All told, cases like Piggie Park are also a story of progress that should guide the justices as to how rulings about religion, expression, and antidiscrimination are publicly received and practically applied. The Court’s 1968 ruling did not induce a major backlash or give rise to some new wave of religious disputes in the courts or in public life. It did not impede religious institutions from their important and constitutionally protected activities. It did not impinge upon the commercial success or culinary artistry of barbeque specialists or other caterers. Rather, people for the most part embraced the wisdom of the Court’s ruling. Piggie Park continues to operate a vibrant chain of stores, and the current owner — Mr. Bessinger’s son — now speaks openly about rising above his father’s legacy on race.

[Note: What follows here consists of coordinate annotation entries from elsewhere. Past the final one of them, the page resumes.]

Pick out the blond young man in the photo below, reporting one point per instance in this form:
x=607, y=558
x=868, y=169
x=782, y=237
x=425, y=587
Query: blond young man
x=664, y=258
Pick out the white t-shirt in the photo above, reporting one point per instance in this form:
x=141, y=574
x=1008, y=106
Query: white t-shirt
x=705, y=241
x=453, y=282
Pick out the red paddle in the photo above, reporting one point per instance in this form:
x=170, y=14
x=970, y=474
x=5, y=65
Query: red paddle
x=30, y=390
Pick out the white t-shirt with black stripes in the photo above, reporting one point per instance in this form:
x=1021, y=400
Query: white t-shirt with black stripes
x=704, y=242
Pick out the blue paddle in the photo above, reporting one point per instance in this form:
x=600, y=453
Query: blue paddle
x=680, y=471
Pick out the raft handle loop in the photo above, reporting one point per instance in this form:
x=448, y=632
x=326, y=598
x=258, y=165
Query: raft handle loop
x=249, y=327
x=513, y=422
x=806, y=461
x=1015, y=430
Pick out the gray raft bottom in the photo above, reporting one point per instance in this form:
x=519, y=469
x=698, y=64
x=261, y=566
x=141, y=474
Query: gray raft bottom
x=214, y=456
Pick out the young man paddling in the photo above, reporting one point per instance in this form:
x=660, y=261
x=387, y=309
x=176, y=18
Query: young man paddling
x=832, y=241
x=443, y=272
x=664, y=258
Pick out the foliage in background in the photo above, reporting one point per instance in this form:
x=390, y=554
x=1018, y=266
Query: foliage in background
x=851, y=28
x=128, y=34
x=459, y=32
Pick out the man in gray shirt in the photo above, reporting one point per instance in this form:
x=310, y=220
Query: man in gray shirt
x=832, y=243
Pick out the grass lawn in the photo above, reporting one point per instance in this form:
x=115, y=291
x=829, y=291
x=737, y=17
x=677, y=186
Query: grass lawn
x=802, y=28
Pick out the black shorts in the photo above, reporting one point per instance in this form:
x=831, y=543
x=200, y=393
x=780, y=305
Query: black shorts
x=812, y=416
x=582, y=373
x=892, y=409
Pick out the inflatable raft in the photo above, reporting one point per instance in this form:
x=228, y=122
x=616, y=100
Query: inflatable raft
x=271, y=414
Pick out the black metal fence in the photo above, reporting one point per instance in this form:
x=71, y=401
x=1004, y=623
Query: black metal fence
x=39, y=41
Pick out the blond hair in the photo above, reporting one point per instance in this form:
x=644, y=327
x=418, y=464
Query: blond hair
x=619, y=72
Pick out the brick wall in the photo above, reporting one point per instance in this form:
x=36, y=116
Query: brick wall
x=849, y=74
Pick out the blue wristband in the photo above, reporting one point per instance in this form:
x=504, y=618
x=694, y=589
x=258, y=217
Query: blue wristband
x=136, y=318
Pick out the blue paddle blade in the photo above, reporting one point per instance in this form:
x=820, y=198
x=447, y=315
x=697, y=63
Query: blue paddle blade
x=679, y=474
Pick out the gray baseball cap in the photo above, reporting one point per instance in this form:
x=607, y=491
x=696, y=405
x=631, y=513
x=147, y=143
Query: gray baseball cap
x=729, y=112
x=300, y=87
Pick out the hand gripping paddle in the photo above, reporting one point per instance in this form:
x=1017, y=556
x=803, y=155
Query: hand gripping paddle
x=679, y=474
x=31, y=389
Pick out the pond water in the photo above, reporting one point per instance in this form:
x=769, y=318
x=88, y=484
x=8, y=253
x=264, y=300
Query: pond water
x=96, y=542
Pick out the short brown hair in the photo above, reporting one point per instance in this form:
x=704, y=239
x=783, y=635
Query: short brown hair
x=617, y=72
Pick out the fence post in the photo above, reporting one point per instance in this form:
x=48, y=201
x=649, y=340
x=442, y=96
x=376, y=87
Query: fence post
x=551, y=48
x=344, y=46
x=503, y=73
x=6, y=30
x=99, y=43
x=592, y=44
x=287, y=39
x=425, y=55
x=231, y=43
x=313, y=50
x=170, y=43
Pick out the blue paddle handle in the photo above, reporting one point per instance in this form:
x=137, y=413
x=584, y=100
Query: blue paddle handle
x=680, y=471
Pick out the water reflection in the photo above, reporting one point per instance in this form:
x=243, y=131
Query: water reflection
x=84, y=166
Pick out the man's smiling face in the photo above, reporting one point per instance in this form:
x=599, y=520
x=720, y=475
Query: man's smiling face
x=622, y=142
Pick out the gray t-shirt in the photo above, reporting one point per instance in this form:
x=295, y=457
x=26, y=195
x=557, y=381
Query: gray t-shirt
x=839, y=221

In the context of LGBTQ protections, the courts, the commercial sector, and the country are entirely capable of operating under generally applicable neutral laws while ensuring due respect to the personal religious views of individuals. Antidiscrimination laws, bolstered by the Supreme Court’s rulings, have undergirded the extraordinary advancements that this country can make. But the continued advancement of equality is not inevitable. The Supreme Court can and should preserve the critical protections of public accommodations laws, which shield us all, while also duly guarding individual religious liberty.